Recently I looked through a bunch of triangular cellular automata in which each (1) uses two states, (2) uses the simple alive cell count type of rule, and (3) uses the neighborhood around a cell *c* that is all the triangles that share a vertex with *c*; that is, the 12 shaded triangles below are the neighborhood around the yellow triangle:

These cellular automata have state tables that can be thought of as 13 rows of 2 columns: there are 12 possible non-zero alive cell counts plus thee zero count and each of these counts can map to either alive or dead in the next generation depending on whether the cell in the current generation is alive or dead (column 1 or column 2). I looked at each of the 4096 cellular automata you get by filling the third through eighth rows of these state tables with each possible allocations of 0s and 1s and letting all other rows contain zeros.

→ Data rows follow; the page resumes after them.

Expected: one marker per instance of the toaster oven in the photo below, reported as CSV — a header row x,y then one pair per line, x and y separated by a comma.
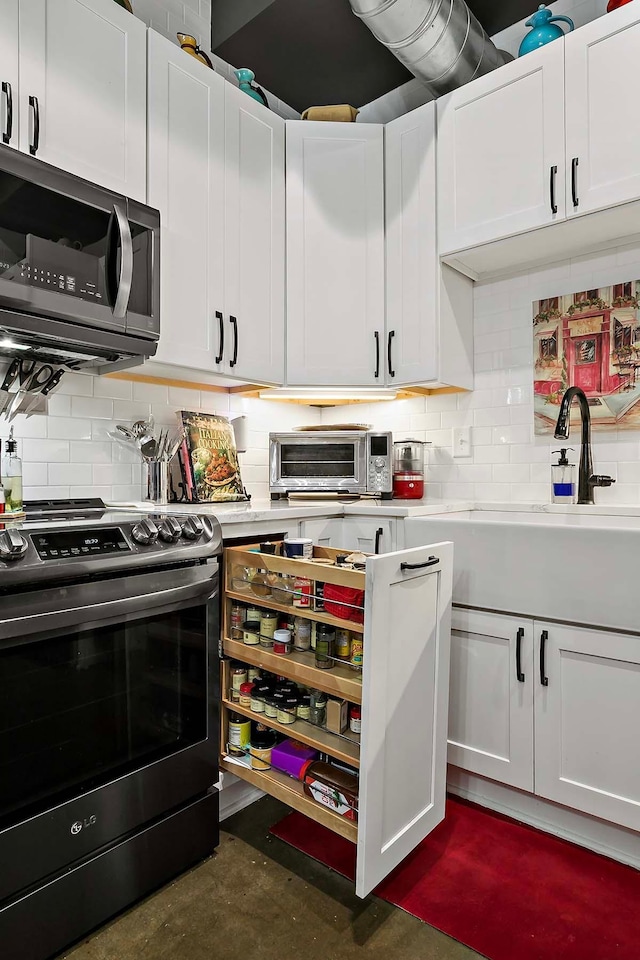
x,y
330,462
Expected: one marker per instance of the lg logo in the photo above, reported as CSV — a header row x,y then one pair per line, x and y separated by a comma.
x,y
80,825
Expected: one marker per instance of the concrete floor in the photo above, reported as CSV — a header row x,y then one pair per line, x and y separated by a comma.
x,y
259,899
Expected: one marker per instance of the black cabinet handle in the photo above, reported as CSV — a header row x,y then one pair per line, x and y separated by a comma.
x,y
418,566
220,320
35,106
8,92
552,188
574,181
544,679
234,324
519,673
392,334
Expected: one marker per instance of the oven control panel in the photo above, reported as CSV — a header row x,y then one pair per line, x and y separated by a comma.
x,y
79,543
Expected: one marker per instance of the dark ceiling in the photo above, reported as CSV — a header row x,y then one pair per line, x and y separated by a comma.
x,y
315,52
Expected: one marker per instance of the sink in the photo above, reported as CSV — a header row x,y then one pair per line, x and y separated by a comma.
x,y
574,565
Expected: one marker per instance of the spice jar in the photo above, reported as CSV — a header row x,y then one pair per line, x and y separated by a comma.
x,y
246,690
282,642
325,639
256,701
343,644
303,710
318,707
239,734
251,632
268,624
287,708
271,706
354,718
356,653
263,740
237,619
238,677
302,592
302,634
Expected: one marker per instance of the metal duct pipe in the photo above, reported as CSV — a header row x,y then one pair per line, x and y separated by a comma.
x,y
439,41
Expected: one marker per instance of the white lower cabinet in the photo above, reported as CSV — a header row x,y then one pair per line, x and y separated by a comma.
x,y
491,696
403,692
578,688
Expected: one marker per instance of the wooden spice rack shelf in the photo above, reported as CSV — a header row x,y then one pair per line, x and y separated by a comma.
x,y
340,681
340,746
291,792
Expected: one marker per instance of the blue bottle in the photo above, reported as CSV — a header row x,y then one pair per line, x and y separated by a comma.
x,y
245,78
543,30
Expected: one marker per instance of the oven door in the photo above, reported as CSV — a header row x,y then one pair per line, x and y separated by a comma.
x,y
335,463
108,712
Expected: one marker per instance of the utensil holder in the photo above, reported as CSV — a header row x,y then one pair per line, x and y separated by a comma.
x,y
155,481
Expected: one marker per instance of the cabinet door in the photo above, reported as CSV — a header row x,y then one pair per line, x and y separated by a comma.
x,y
410,222
491,697
335,253
368,534
499,140
186,183
587,718
601,72
9,91
254,239
403,746
85,63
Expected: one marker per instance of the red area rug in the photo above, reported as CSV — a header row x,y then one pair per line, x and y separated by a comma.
x,y
506,890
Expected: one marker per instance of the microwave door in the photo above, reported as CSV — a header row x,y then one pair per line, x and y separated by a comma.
x,y
56,240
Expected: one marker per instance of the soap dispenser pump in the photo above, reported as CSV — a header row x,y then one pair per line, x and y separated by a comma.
x,y
563,478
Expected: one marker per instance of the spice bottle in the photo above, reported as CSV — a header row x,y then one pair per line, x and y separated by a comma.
x,y
354,718
325,638
302,634
357,648
239,734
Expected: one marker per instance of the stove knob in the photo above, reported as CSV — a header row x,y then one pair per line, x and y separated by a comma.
x,y
192,528
170,530
13,545
145,532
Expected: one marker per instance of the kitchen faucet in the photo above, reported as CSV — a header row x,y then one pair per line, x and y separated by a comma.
x,y
587,480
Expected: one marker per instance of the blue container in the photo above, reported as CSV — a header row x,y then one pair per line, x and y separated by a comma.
x,y
543,30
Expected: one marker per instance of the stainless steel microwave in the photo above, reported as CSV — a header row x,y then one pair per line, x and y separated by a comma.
x,y
330,462
79,268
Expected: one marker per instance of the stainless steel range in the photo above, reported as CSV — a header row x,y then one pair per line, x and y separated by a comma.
x,y
109,632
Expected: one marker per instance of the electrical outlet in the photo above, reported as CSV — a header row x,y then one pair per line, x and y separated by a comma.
x,y
462,441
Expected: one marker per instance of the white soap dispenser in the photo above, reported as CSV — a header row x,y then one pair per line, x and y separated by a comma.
x,y
563,478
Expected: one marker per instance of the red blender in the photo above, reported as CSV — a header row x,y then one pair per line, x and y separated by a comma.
x,y
408,469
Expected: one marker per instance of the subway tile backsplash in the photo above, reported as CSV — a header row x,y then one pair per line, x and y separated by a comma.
x,y
508,462
69,453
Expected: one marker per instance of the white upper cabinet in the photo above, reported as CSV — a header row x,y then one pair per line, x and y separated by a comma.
x,y
429,310
9,73
254,227
335,254
186,183
501,152
411,250
603,138
83,90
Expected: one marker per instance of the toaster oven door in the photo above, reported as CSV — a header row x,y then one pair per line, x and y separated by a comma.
x,y
311,464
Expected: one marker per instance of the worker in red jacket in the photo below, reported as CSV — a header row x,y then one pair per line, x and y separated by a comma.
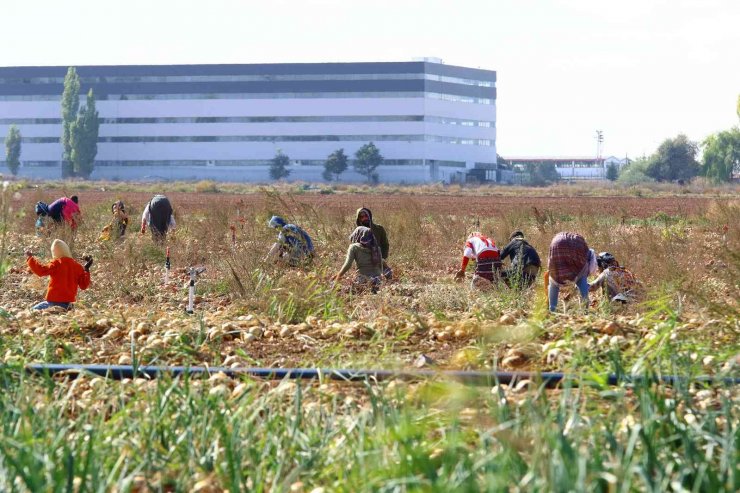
x,y
66,276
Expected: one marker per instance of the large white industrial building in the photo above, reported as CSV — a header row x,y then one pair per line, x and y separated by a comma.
x,y
431,121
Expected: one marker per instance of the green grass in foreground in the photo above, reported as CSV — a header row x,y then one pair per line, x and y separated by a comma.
x,y
181,435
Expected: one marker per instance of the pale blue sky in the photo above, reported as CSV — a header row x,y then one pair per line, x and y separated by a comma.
x,y
639,70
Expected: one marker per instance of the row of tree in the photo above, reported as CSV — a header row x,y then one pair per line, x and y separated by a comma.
x,y
79,139
367,160
676,159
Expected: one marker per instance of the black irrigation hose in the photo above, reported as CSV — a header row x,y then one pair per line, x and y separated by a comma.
x,y
549,379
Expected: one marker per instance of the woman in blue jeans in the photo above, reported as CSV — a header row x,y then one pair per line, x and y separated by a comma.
x,y
571,261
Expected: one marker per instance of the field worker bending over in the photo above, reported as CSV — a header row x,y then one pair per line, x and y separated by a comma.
x,y
487,258
117,227
65,209
293,245
42,213
571,261
525,262
365,218
618,284
66,276
363,251
159,216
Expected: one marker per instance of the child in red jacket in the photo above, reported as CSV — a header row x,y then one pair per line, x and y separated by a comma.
x,y
66,276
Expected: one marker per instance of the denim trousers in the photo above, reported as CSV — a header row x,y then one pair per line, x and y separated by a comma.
x,y
554,291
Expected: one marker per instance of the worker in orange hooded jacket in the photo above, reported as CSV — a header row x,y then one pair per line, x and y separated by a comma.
x,y
66,276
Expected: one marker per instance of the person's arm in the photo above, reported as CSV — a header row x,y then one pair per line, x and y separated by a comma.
x,y
145,219
347,262
508,251
37,267
383,243
83,280
599,282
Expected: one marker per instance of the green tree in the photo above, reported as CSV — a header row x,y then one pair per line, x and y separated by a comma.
x,y
612,172
635,172
13,149
335,165
368,159
279,166
674,160
722,155
541,174
70,107
84,138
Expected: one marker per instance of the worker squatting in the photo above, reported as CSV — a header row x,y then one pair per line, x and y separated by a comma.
x,y
570,260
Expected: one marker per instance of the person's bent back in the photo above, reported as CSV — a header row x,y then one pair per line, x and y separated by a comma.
x,y
158,215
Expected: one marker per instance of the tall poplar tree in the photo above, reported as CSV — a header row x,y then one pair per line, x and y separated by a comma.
x,y
70,107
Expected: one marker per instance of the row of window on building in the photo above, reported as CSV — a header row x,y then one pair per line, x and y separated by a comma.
x,y
265,119
247,78
275,138
272,95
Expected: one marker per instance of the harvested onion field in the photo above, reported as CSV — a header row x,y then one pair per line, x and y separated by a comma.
x,y
249,434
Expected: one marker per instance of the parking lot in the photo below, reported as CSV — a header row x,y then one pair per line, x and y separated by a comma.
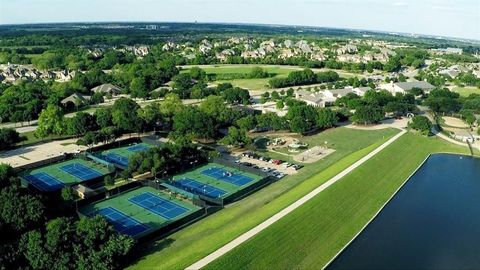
x,y
276,168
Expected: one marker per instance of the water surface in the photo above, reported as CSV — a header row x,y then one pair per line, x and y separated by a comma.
x,y
433,222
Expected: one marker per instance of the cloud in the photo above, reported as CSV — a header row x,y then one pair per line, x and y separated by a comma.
x,y
400,4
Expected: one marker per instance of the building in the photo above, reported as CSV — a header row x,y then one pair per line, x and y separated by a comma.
x,y
316,99
107,89
404,87
75,99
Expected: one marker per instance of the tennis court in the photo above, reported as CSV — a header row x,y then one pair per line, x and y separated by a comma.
x,y
81,171
44,181
120,156
227,176
121,222
56,176
172,209
199,188
158,205
208,180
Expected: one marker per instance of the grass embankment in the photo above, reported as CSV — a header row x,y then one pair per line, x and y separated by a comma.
x,y
466,91
185,247
311,235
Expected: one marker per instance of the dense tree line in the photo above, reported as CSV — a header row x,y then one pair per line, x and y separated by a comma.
x,y
166,159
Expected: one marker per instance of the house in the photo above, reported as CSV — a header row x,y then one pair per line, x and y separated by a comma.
x,y
107,89
404,87
75,99
360,91
316,99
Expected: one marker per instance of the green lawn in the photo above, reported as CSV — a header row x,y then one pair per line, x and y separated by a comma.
x,y
257,84
466,91
192,243
311,235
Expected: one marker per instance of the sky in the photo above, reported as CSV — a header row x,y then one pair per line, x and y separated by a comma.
x,y
451,18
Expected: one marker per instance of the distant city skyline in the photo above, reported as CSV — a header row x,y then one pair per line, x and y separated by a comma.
x,y
460,19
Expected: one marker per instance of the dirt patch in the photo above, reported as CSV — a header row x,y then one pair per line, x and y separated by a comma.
x,y
455,122
313,154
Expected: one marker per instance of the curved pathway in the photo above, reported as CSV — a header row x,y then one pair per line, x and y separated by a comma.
x,y
262,226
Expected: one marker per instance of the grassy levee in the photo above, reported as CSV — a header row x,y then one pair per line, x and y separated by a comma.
x,y
312,235
190,244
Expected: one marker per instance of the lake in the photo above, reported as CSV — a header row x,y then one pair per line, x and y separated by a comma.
x,y
433,222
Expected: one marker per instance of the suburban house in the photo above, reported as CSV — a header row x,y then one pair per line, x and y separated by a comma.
x,y
316,99
107,89
404,87
328,97
75,99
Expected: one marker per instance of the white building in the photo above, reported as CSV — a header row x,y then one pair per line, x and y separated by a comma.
x,y
404,87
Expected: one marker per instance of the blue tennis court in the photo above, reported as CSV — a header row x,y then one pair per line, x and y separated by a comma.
x,y
199,188
81,171
116,159
121,222
138,148
44,182
232,178
158,205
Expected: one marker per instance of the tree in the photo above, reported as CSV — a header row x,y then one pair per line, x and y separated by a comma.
x,y
248,122
103,117
50,122
280,104
182,85
124,115
368,115
442,100
326,118
198,73
89,243
192,121
236,137
236,95
80,124
421,123
302,118
8,138
109,181
138,88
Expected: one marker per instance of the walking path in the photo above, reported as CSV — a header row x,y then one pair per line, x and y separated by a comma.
x,y
262,226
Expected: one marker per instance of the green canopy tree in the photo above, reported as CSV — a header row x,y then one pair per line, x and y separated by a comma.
x,y
50,122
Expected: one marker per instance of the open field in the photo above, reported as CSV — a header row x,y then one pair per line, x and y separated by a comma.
x,y
261,83
466,91
184,247
310,236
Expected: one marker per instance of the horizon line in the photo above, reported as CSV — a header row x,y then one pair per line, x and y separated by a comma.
x,y
432,36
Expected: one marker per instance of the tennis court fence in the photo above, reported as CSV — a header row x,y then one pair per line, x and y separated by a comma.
x,y
237,166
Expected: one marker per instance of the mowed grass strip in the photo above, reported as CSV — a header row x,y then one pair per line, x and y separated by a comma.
x,y
196,241
309,237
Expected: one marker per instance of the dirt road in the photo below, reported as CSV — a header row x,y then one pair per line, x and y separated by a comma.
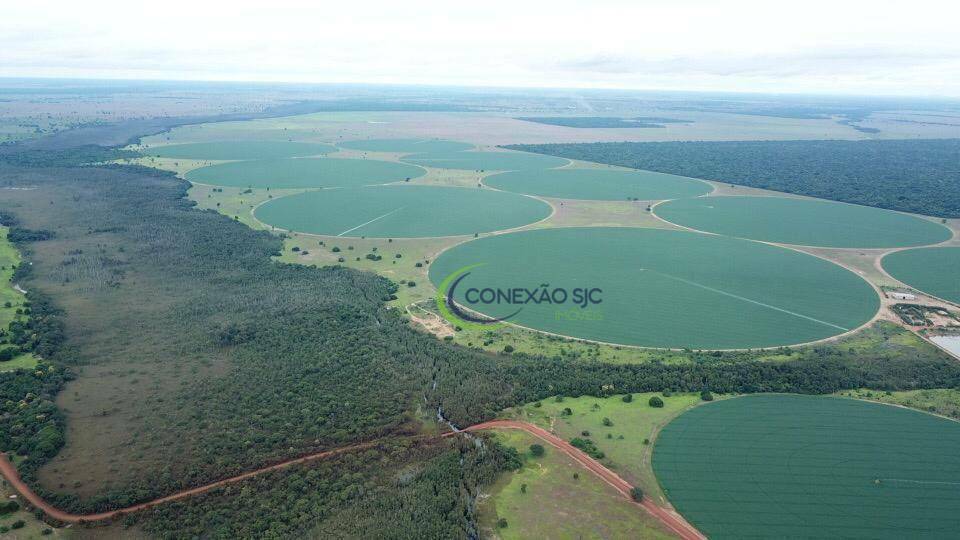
x,y
669,518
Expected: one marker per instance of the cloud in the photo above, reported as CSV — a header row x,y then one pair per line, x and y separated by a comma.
x,y
845,62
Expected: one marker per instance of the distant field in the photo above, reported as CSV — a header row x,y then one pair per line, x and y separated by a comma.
x,y
406,146
486,161
227,150
402,211
918,176
665,288
802,222
555,504
304,173
604,121
934,271
775,466
598,184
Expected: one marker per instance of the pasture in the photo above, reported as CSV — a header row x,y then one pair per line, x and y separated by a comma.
x,y
406,146
622,441
935,271
803,222
665,289
778,466
402,211
233,150
598,184
544,499
304,173
486,161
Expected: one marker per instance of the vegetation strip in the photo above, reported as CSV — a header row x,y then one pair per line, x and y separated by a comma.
x,y
670,519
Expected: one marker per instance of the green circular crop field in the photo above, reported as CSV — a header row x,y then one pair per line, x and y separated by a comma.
x,y
402,211
663,288
935,271
304,173
802,222
406,146
239,150
598,184
789,466
486,161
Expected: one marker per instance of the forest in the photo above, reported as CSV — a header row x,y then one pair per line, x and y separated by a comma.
x,y
175,329
919,176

A handful of these 4096 feature the spontaneous generation of gliders but one rule is clearly *the* triangular analog of Conway’s Life. I have no idea if this rule has been described before in the literature but it is the following:

On a triangular grid

- If a cell is dead and it has exactly four or six vertex-adjacent alive neighbors then it alive in the next generation.
- If a cell is alive and it has four to six vertex-adjacent alive neighbors, inclusive, then it remains alive in the next generation.
- Otherwise it is dead in the next generation.

The above has a glider shown below that is often randomly generated and exhibits bounded growth.

Here it running in Jack Kutilek’s web-based CA player:

Tri Life gliders are slightly rarer than in Conway life because they are bigger in terms of number of alive cells in each glider “frame”. If you don’t see a glider in the above, stir it up by dragging in the window.